30 Aug 03 - 01:08 AM (#1010628)
Subject: BS: Did you ever wonder
From: Amergin

Did you ever wonder where the term "Falling off the wagon" came from? Well, wonder no longer...

Many many years ago there was a farmer named Thom Kin who had twenty bundles of joy running around his place ten boys and ten girls. Since he had a pretty good sized plot of land they would all help out with the daily chores and he had enough food (even after the taxman came around) to feed them all and trade for other goods on Market day.

Market Day was the only time he would go into town. He would load up the wagon with all the goods he wanted to trade off, but since there was so much stuff in the wagon...and 20 kids there was only room in the wagon for Thom Kin and his wife. So he would line the boys and girls on each side of the waggon, ranging from biggest to smallest and they would pull the wagon into town.

Well, Thom kin was not above letting the womenfolk trade the goods while he went into the local pub with the other farmers to discuss the farming busniness and gossip about who had a new kid and who died and who's cow got sick and who got bit by a spider, and whatever else farmers have to gossip about. At the end of the day he would be seen staggering out of the local and back to where his wagon was. The biggest of the kids would have to help him into the wagon, somtimes three or four times before he was finally settled in.

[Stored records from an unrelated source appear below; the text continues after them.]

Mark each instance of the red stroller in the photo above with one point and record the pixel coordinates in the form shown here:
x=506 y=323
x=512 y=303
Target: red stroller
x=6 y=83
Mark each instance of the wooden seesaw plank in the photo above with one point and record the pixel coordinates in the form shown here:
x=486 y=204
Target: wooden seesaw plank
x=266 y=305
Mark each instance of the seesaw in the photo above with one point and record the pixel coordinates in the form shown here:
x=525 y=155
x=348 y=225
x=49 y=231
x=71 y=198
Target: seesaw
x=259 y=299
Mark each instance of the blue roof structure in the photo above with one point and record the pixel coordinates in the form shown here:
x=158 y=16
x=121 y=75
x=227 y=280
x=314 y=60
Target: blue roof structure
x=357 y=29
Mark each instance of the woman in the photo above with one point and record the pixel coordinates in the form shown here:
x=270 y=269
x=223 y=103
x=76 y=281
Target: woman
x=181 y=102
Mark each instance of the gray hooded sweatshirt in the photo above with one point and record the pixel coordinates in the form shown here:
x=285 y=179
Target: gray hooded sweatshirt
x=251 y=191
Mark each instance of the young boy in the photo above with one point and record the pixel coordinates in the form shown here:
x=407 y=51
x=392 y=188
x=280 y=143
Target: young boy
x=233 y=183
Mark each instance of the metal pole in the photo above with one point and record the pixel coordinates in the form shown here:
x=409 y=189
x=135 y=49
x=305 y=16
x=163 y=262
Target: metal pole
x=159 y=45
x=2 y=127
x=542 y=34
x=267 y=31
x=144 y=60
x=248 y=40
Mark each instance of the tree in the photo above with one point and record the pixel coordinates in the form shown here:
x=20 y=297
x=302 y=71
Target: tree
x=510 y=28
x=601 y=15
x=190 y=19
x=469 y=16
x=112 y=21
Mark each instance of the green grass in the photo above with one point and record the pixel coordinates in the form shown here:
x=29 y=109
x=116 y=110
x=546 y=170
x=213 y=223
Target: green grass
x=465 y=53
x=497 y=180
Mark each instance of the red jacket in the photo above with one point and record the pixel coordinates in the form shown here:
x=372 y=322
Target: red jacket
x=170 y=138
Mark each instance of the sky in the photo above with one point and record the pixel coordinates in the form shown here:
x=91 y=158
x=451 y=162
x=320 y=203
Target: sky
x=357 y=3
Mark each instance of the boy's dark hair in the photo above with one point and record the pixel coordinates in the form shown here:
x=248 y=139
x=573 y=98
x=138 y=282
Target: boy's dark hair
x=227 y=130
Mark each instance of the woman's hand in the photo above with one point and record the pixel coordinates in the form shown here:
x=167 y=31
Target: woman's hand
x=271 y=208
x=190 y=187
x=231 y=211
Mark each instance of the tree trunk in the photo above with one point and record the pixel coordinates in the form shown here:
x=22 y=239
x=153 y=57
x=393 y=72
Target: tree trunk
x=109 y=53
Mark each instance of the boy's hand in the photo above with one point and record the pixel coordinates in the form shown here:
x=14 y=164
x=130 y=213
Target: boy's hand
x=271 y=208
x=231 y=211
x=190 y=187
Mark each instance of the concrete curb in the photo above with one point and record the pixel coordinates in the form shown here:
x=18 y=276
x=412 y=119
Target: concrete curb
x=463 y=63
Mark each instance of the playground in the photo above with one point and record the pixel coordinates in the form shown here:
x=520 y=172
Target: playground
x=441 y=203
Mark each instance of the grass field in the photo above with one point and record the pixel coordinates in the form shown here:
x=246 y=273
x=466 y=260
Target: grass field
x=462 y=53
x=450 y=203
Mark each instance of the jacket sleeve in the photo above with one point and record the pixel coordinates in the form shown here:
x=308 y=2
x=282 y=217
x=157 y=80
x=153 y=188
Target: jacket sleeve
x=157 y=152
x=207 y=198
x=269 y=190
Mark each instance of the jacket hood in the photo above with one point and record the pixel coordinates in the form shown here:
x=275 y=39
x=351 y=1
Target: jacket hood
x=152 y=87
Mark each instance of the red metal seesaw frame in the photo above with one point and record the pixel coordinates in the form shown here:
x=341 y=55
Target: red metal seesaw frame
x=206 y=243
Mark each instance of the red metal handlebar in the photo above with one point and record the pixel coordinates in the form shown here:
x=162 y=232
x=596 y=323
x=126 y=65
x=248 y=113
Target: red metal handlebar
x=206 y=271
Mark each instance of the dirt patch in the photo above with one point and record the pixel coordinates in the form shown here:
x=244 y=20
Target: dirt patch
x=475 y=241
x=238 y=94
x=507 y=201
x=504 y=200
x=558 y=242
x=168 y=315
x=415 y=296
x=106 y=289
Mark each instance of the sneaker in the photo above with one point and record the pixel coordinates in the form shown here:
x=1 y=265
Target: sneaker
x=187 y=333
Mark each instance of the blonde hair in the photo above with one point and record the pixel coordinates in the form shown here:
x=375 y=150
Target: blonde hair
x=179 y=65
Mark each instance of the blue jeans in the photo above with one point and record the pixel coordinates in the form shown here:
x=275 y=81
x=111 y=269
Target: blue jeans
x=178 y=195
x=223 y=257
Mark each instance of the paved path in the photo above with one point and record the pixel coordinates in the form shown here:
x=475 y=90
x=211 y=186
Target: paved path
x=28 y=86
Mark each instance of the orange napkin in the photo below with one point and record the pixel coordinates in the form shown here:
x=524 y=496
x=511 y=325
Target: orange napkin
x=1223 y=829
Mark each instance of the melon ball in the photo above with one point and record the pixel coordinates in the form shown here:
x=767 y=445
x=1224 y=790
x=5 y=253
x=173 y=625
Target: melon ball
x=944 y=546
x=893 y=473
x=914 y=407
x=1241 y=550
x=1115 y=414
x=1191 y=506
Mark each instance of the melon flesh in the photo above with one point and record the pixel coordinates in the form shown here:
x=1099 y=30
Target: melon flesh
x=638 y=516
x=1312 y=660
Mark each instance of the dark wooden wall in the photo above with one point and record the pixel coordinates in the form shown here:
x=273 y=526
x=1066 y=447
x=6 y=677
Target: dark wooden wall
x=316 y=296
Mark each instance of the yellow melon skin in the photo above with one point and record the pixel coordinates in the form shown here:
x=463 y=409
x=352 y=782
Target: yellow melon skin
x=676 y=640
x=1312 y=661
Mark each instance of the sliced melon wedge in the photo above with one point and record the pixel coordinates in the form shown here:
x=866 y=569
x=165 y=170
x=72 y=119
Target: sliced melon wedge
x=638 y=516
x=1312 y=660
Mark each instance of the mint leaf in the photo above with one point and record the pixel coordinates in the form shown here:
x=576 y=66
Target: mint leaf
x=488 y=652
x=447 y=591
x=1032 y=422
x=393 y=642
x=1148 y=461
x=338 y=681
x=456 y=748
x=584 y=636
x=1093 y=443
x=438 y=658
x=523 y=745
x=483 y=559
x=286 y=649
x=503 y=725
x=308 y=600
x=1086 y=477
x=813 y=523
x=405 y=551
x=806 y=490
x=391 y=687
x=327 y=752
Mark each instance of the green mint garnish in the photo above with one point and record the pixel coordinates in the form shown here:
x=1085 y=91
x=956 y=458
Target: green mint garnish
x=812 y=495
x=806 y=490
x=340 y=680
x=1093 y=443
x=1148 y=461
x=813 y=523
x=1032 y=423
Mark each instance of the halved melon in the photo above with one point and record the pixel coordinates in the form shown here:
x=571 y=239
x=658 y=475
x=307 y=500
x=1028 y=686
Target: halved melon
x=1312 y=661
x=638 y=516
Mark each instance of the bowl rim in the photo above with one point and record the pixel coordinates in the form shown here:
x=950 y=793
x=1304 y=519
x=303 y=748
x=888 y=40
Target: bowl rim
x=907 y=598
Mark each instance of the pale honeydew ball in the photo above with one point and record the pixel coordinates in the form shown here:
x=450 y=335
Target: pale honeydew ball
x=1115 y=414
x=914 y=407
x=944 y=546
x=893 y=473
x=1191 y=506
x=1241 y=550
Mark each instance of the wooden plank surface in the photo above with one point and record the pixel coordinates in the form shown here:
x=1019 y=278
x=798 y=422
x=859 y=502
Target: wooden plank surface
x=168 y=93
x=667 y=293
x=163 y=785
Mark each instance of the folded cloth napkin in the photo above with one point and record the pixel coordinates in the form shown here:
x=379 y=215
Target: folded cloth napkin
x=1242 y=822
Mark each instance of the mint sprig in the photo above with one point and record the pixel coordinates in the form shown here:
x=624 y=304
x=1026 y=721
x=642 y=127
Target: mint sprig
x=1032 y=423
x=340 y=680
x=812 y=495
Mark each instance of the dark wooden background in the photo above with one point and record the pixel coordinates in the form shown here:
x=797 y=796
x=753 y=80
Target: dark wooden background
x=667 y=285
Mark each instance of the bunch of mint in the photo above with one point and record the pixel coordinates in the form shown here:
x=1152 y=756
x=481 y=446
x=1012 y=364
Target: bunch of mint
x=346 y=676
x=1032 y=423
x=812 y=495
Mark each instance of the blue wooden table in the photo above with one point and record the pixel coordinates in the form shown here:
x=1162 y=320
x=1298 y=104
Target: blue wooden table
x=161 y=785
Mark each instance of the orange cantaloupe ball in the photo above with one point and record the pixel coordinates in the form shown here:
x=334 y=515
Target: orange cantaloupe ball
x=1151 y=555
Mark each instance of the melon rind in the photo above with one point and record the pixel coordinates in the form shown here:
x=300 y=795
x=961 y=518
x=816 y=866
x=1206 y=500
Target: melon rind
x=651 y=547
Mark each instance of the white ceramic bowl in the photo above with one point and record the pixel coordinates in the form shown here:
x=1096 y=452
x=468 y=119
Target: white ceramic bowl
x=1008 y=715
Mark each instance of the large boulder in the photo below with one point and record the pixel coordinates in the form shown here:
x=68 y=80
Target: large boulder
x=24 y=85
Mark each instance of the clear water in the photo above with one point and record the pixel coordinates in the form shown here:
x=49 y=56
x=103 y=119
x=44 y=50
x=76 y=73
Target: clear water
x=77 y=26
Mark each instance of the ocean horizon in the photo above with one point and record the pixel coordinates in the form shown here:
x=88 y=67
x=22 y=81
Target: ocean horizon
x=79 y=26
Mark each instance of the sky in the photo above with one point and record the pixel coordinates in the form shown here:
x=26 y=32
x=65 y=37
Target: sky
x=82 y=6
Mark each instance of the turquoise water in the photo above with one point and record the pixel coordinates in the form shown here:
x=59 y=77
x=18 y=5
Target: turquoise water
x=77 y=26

Unfortunately, he rarely stayed there. It was a common sight to see him stand up and singing at the top of his slurring lungs, and then falling off the wagon. The other farmers and townsfolk would just chuckle and say "Old Thom Kin's fallen off the wagon again."

Now you know.

30 Aug 03 - 05:15 AM (#1010680)
Subject: RE: BS: Did you ever wonder

"The original version of this expression 'on the water wagon' or 'water cart,' which isn't heard anymore, best explains the phrase. During the late 19th century, water carts drawn by horses wet down dusty roads in the summer. At the height of the Prohibition crusade in the 1890s men who vowed to stop drinking would say that they were thirsty indeed but would rather climb aboard the water cart to get a drink than break their pledges. From this sentiment came the expression 'I'm on the water cart,' I'm trying to stop drinking, which is first recorded in, of all places, Alice Caldwell Rice's 'Mrs. Wiggs of the Caggage Patch' (1901), where the consumptive Mr. Dick says it to old Mrs. Wiggs. The more alliterative 'wagon' soon replaced cart in the expression and it was eventually shortened to 'on the wagon.' 'Fall off the (water) wagon' made its entry into the language almost immediately after its abstinent sister."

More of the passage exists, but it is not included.